WASHINGTON (Reuters) -- President Joe Biden on Thursday directed U.S. military airstrikes in eastern Syria against facilities belonging to what the Pentagon said were Iran-backed militia, in a calibrated response to rocket attacks against U.S. targets in Iraq.
The strikes, which were first reported by Reuters, appeared to be limited in scope, potentially lowering the risk of escalation.
Biden's decision to strike only in Syria and not in Iraq, at least for now, also gives the Iraqi government some breathing room as it carries out its own investigation of a Feb. 15 attack that wounded Americans.
"At President (Joe) Biden’s direction, U.S. military forces earlier this evening conducted airstrikes against infrastructure utilized by Iranian-backed militant groups in eastern Syria," Pentagon spokesman John Kirby said in a statement.
"President Biden will act to protect American and Coalition personnel. At the same time, we have acted in a deliberate manner that aims to de-escalate the overall situation in both eastern Syria and Iraq," Kirby said.

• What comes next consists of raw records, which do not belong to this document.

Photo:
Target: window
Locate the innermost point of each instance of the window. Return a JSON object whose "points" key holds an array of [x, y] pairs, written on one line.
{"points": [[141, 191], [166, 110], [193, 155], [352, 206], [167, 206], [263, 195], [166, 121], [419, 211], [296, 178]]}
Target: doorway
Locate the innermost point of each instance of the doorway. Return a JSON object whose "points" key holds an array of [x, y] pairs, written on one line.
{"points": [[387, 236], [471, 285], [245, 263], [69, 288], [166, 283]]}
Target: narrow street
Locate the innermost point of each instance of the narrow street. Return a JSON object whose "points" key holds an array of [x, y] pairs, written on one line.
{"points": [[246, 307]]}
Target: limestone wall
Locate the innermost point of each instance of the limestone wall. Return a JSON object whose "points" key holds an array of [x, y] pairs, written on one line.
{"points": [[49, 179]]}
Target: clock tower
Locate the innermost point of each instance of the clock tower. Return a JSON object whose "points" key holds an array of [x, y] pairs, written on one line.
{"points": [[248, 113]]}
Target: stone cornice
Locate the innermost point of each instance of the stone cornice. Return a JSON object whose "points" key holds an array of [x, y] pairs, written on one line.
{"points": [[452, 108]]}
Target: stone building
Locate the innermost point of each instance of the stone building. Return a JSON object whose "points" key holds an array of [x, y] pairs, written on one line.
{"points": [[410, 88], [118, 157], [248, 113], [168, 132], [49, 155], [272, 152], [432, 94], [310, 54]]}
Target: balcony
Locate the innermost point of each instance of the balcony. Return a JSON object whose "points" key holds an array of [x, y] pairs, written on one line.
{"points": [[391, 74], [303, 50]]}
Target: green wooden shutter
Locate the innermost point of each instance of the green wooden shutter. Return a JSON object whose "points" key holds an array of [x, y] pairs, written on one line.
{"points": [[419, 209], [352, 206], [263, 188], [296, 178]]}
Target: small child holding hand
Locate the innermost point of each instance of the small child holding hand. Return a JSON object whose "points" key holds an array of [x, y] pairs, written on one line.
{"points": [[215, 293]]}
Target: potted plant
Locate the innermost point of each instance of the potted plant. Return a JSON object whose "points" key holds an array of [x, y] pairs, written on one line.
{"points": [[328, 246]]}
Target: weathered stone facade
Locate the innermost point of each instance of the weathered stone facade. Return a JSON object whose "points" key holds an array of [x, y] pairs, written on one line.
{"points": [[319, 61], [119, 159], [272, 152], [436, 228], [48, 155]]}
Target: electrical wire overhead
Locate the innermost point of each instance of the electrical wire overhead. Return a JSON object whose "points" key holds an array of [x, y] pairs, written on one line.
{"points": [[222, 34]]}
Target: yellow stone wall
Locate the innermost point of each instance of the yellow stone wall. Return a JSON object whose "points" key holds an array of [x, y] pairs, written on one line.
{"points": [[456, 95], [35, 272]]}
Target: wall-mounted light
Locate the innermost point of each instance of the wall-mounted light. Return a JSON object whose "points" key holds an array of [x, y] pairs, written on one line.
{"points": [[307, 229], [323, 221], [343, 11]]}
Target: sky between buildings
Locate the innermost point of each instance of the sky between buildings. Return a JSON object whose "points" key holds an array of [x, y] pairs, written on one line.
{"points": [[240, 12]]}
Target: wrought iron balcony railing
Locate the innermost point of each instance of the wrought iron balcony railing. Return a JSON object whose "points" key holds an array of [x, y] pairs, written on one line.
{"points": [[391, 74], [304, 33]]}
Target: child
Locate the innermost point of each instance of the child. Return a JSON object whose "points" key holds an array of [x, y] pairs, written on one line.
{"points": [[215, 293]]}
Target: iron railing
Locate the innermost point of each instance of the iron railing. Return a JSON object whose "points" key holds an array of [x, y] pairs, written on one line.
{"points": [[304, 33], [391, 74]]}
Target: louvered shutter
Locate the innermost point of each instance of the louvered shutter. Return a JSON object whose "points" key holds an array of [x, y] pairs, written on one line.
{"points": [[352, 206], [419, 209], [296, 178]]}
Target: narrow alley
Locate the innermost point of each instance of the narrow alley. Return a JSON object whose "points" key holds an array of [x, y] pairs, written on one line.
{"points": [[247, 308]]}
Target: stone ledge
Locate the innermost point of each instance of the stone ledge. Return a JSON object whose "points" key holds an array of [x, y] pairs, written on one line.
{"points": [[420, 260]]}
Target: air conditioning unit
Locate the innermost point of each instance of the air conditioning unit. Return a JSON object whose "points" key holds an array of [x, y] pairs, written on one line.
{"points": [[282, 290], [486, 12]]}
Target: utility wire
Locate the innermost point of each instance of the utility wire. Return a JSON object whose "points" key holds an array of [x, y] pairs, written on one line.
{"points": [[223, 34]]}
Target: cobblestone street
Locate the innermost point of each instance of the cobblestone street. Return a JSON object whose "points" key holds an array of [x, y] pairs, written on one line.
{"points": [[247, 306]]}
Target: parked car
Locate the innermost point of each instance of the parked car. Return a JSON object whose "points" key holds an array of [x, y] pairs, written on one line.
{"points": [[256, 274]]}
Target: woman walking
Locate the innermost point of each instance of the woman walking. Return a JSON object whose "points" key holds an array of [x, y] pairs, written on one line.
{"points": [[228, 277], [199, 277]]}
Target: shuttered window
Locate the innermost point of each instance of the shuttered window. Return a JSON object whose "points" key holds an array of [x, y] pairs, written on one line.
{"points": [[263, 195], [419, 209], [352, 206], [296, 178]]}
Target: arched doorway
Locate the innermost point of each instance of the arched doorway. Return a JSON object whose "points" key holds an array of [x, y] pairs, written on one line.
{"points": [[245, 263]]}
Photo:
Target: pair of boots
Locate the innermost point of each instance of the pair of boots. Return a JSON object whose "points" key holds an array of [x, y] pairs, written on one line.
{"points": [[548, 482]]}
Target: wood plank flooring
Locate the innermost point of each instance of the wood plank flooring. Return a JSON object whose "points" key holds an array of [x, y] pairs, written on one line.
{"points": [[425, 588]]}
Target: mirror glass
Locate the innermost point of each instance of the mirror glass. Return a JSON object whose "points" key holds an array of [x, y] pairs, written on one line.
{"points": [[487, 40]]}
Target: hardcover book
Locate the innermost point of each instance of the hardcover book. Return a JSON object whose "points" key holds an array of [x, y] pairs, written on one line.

He added that the strikes destroyed multiple facilities at a border control point used by a number of Iranian-backed militant groups, including Kata'ib Hezbollah (KH) and Kata'ib Sayyid al-Shuhada (KSS).

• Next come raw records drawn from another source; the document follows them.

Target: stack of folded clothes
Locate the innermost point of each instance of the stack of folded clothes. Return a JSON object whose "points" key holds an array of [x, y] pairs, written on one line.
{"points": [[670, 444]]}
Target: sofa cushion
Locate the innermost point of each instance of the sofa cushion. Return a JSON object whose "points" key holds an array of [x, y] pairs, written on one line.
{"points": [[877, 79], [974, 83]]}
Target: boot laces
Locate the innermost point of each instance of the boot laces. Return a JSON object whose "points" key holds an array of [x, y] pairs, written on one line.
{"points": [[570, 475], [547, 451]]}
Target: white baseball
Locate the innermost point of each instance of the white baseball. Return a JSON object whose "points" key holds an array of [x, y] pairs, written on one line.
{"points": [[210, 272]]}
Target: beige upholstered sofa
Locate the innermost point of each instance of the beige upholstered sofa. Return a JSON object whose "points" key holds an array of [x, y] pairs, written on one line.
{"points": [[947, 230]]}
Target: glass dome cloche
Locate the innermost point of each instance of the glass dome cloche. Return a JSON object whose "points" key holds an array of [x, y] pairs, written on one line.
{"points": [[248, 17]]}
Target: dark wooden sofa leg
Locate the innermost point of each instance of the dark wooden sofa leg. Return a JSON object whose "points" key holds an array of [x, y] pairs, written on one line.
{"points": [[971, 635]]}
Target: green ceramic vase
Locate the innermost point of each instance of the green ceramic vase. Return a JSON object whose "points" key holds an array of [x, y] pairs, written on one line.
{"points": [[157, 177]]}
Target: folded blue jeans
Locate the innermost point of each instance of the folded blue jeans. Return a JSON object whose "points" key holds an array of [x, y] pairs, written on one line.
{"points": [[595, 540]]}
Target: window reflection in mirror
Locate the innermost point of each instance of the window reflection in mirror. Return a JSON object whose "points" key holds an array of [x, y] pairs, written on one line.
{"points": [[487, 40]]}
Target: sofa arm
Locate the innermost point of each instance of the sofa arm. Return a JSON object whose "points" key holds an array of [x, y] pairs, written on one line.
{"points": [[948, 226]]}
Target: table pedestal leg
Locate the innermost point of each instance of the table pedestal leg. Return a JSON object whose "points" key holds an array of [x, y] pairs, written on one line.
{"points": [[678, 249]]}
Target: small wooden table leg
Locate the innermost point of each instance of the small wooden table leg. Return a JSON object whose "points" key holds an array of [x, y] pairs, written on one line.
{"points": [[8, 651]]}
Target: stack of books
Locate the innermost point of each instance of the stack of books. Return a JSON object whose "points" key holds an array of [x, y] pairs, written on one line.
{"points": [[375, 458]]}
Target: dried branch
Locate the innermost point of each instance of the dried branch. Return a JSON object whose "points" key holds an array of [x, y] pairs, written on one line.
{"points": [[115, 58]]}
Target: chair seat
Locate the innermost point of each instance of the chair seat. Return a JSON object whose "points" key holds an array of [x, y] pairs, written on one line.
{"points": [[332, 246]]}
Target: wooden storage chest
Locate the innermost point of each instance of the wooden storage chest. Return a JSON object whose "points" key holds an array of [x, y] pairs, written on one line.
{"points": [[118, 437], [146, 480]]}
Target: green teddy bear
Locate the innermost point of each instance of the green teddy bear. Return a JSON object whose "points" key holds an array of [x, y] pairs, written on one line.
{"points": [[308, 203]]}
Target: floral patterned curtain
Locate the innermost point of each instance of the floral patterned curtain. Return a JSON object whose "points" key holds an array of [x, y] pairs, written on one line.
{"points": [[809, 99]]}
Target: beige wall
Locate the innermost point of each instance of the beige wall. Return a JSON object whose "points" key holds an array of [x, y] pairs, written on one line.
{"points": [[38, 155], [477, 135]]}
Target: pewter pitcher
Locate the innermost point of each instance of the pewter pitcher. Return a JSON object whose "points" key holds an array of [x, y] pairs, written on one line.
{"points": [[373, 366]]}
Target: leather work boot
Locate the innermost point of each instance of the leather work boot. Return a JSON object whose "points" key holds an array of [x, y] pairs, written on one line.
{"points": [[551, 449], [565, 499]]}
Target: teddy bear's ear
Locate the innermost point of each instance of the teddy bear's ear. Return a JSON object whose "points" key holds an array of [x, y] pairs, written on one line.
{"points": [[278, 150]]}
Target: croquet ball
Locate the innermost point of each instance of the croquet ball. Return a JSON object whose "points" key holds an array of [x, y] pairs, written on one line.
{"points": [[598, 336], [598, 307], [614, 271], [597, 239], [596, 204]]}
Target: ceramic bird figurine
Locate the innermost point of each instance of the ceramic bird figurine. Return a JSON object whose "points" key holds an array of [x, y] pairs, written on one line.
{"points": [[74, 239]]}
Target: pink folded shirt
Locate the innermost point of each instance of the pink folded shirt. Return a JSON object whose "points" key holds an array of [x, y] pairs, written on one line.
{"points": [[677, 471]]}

A U.S. official, speaking on condition of anonymity, said the decision to carry out the strikes was meant to send a signal that while the United States wanted to punish the militias, it did not want the situation to spiral into a bigger conflict.
The official added that Biden was presented with a range of options and one of the most limited responses was chosen.
It was not immediately clear what damage was caused and if there were any casualties from the U.S. strike.
Representative Michael McCaul, the top Republican on the House Foreign Affairs Committee, said the strikes were the right move.
"Responses like this are a necessary deterrent and remind Iran, its proxies, and our adversaries around the world that attacks on U.S. interests will not be tolerated," McCaul said.
Suzanne Maloney, of the Brookings Institution think tank, said the strikes showed the Biden administration could negotiate with Iran on the nuclear deal while pushing back against the militias it backed.
"Good move by... Biden (administration) demonstrating US can walk and chew gum at the same time," she said on Twitter.
The rocket attacks on U.S. positions in Iraq were carried out as Washington and Tehran are looking for a way to return to the 2015 nuclear deal abandoned by former U.S. President Donald Trump.
It was not clear how, or whether, the strike might affect U.S. efforts to coax Iran back into a negotiation about both sides resuming compliance with the agreement.
In the Feb. 15 attack, rockets hit the U.S. military base housed at Erbil International Airport in the Kurdish-run region, killing one non-American contractor and injuring a number of American contractors and a U.S. service member.
Another salvo struck a base hosting U.S. forces north of Baghdad days later, hurting at least one contractor.
Rockets hit Baghdad’s Green Zone on Monday, which houses the U.S. Embassy and other diplomatic missions.
Earlier this week, the Kata'ib Hezbollah group, one of the main Iran-aligned Iraqi militia groups, denied any role in the rocket attacks.
Some Western and Iraqi officials say the attacks, often claimed by little-known groups, are being carried out by militants with links to Kata'ib Hezbollah as a way for Iranian allies to harass U.S. forces without being held accountable.
Since late 2019, the United States has carried out high-profile strikes against the Kata'ib Hezbollah militia group in Iraq and Syria in response to sometimes deadly rocket attacks against U.S.-led forces.
Under the Trump administration, the escalatory back-and-forth stoked tensions, culminating in the U.S. killing of Iranian military leader Qassem Soleimani and a retaliatory Iranian ballistic missile attack against U.S. forces in Iraq last year.